Были и другие случаи странных и непростых людей, неожиданно объявлявшихся в городке и так же неожиданно растворившихся в дымке раннего утра, напоенного сыростью талого снега, горчинкой гниющей листвы и горячего шоколада. К незнакомцам здесь всегда приглядывались с пристальным вниманием. Особенно при угрозе урагана, при объявленном по радио штормовом предупреждении суеверные жители городка начинали выискивать на улицах и надеялись встретить по пути на рынок странного и непростого незнакомца, появление которого казалось таинственным и необъяснимым. Таким странникам в городке с давних времен угождали: вежливо указывали дорогу, провожали до нужного переулка, предлагали вызвать такси, а иногда приглашали в гости – выпить чаю, переждать дождь, поговорить о пустяках.

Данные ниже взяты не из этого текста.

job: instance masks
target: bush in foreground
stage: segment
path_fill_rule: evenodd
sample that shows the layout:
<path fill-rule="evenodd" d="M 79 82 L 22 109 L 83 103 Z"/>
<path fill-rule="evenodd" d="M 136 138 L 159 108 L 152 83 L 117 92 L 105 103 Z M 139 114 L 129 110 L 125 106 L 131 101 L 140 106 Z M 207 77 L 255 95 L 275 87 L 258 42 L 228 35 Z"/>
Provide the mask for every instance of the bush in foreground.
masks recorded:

Однажды щербатая торговка с пятничного рынка, завешивая капитану сверкающий кусок масляной рыбы, прошептала, что странные и непростые незнакомцы всегда появляются не просто так. Чуть повысив голос, она убежденно добавила, что это добрый знак. И тут же отчаянно погрозила кулаком в сторону моря. Капитан улыбнулся в усы, догадавшись, что увесистый кулак торговки, пропахший копченостями и икрой, предназначен Алевтине. А кому же, как не ей. Ведь ни с того ни с сего распалившись, ворвавшись в городок, госпожа ураган каждый раз безжалостно крушила прибрежные волнорезы, выкорчевывала вековые липы, обрывала провода, отламывала балконы, осыпала черепицу с крыш, швыряла в витрины магазинчиков и кафе огромные камни. Иногда она играючи уносила в открытое море будто хитростью украденные безделушки, корабли, лодки и катера. После ее разгула люди пропадали без вести и с тех пор ни живыми, ни мертвыми никогда не были найдены. Поговаривали, что ураган забирает с собой на самую середину моря неунывающих остряков, чтобы они по очереди рассказывали анекдоты и пересказывали фильмы, – так Алевтина надеялась обхитрить беспощадную бессонницу и бескрайнюю свою грусть от невозможности быть любимой.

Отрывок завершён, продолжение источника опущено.